Die Unternehmensgruppe Groth will auf dem nördlichen Teil der geplanten Parkerweiterung 700 Wohnungen bauen. „Diese Dimension ist angesichts der steigenden Bevölkerungszahlen in Berlin von stadtweiter Bedeutung und kann nicht mehr nur von den unmittelbar angrenzenden Nachbarschaften entschieden werden“, so Geisel. Die nicht unbegründeten Einwände von Anwohnern und Parknutzern werden ignoriert. Es entsteht sogar der Eindruck, große Investoren bekämen eine Vorzugsbehandlung, indem ihnen von höchster Stelle der Weg für ihre Vorhaben freigeräumt wird.

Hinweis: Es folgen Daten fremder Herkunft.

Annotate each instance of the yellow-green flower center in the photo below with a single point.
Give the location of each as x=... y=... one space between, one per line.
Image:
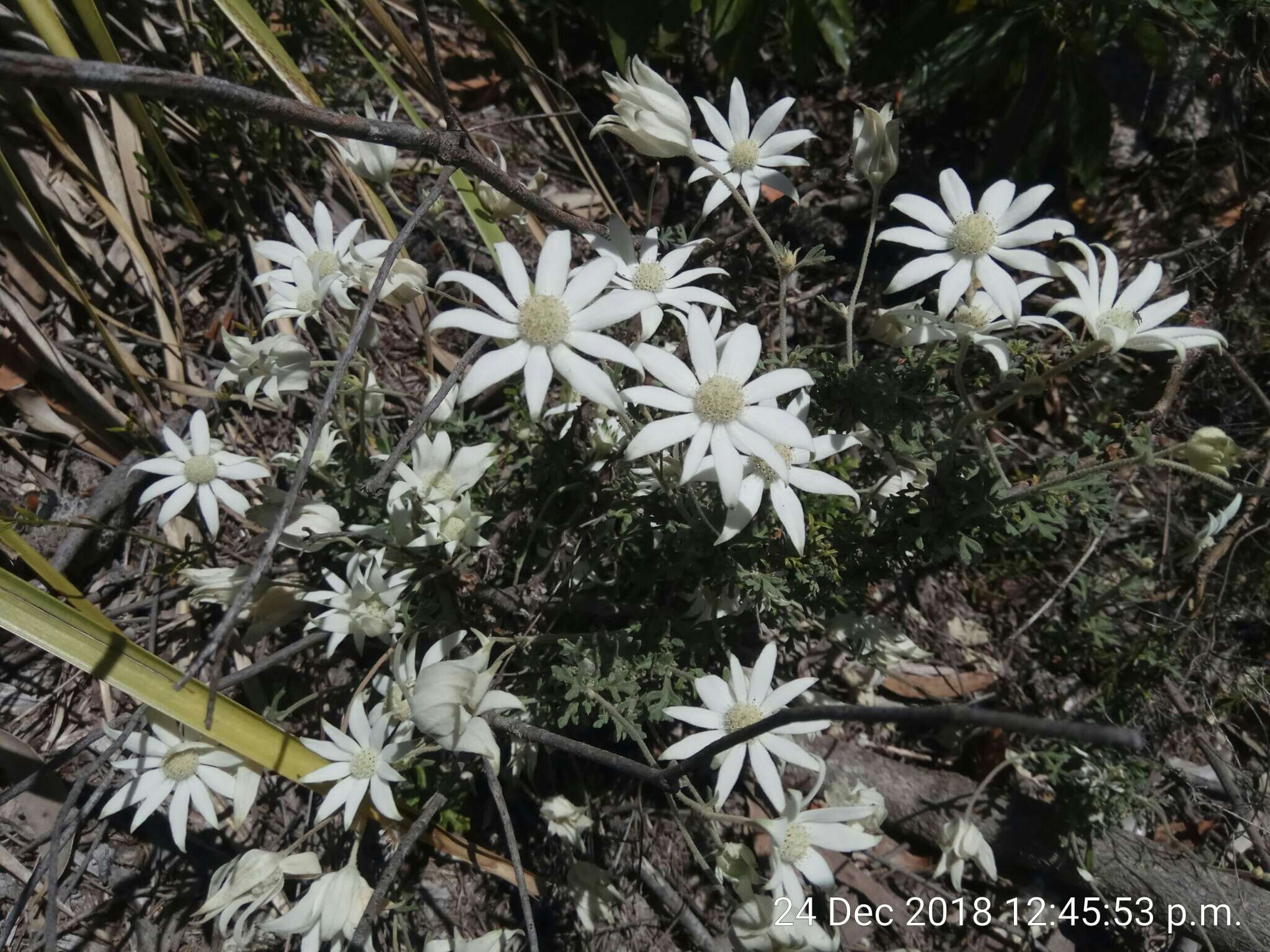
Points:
x=649 y=276
x=179 y=764
x=544 y=320
x=973 y=235
x=719 y=400
x=798 y=843
x=362 y=765
x=744 y=155
x=201 y=469
x=742 y=715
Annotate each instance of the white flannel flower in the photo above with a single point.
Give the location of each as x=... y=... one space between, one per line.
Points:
x=453 y=523
x=717 y=409
x=549 y=323
x=365 y=607
x=662 y=277
x=495 y=941
x=328 y=255
x=753 y=928
x=329 y=912
x=977 y=322
x=280 y=364
x=169 y=760
x=313 y=524
x=744 y=702
x=748 y=157
x=651 y=115
x=593 y=894
x=760 y=478
x=962 y=843
x=370 y=161
x=1128 y=322
x=798 y=832
x=248 y=883
x=328 y=439
x=450 y=699
x=361 y=762
x=969 y=242
x=398 y=684
x=200 y=467
x=566 y=819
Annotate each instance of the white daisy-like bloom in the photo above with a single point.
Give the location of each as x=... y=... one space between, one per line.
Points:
x=549 y=323
x=450 y=699
x=371 y=161
x=328 y=913
x=328 y=439
x=566 y=819
x=741 y=703
x=760 y=479
x=190 y=767
x=1127 y=320
x=969 y=242
x=642 y=270
x=436 y=471
x=278 y=363
x=365 y=606
x=718 y=408
x=980 y=322
x=398 y=684
x=361 y=762
x=649 y=113
x=200 y=467
x=323 y=254
x=747 y=156
x=246 y=884
x=453 y=523
x=963 y=843
x=797 y=834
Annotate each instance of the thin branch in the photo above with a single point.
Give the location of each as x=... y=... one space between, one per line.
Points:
x=262 y=563
x=446 y=148
x=513 y=851
x=363 y=928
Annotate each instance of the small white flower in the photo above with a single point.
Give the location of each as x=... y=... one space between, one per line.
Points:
x=798 y=832
x=450 y=699
x=962 y=843
x=549 y=323
x=329 y=912
x=717 y=409
x=969 y=242
x=201 y=467
x=593 y=892
x=361 y=762
x=278 y=363
x=566 y=819
x=877 y=151
x=744 y=702
x=248 y=883
x=328 y=439
x=169 y=760
x=453 y=523
x=370 y=161
x=1128 y=322
x=761 y=478
x=365 y=607
x=309 y=519
x=651 y=115
x=662 y=277
x=750 y=157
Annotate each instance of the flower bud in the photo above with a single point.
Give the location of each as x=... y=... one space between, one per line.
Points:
x=877 y=155
x=1210 y=451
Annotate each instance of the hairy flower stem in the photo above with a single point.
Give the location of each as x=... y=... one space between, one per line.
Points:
x=860 y=280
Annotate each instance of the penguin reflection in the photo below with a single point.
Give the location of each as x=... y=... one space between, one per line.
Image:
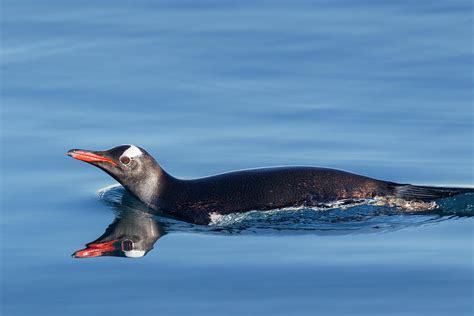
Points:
x=134 y=231
x=132 y=234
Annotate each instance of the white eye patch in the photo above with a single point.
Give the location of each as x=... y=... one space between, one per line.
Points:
x=132 y=151
x=134 y=253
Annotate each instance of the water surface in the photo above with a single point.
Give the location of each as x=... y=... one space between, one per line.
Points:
x=381 y=89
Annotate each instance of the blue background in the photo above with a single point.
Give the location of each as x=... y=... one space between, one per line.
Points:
x=374 y=87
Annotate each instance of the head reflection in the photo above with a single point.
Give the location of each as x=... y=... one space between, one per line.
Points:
x=132 y=234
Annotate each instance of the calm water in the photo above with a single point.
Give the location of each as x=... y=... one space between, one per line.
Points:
x=379 y=89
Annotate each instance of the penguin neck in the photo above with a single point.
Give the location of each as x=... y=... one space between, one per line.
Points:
x=151 y=187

Im März hat Andreas Geisel auch die Eingriffsschwelle seiner Verwaltung herabgesetzt: Er will das Ausführungsgesetz zum Baugesetzbuch so ändern, dass künftig schon Bebauungspläne für 200 Wohnungen von „gesamtstädtischer Bedeutung“ seien und somit den Bezirken entzogen werden könnten. Bisher liegt dieser Grenzwert bei 500 Wohneinheiten. Wenn die Senatsverwaltung dies rigoros durchzieht, haben die Bezirke höchstens noch bei größeren Baulückenschließungen etwas zu sagen, bei denen meistens ohnehin kein amtlicher Bebauungsplan aufgestellt wird. Für die lokale Demokratie ist das eine Bankrotterklärung.
Nach dem Tempelhof-Volksentscheid sucht der Senat nun händeringend nach schnell bebaubaren Grundstücken. Dadurch kam die landeseigene Elisabethaue, eine rund 80 Hektar große, landwirtschaftlich genutzte Fläche zwischen den Pankower Ortsteilen Buchholz und Blankenfelde, ins Visier. Im Stadtentwicklungsplan (StEP) Wohnen ist sie noch als „nachrangige“ Wohnbaufläche verzeichnet, die nach 2025 bebaut werden soll. Doch plötzlich drückt der Senat auf die Tube: In drei Jahren sollen hier rund 3000 Wohnungen gebaut werden. Dazu wird die Fläche den landeseigenen Wohnungsbaugesellschaften Gesobau und Howoge übertragen.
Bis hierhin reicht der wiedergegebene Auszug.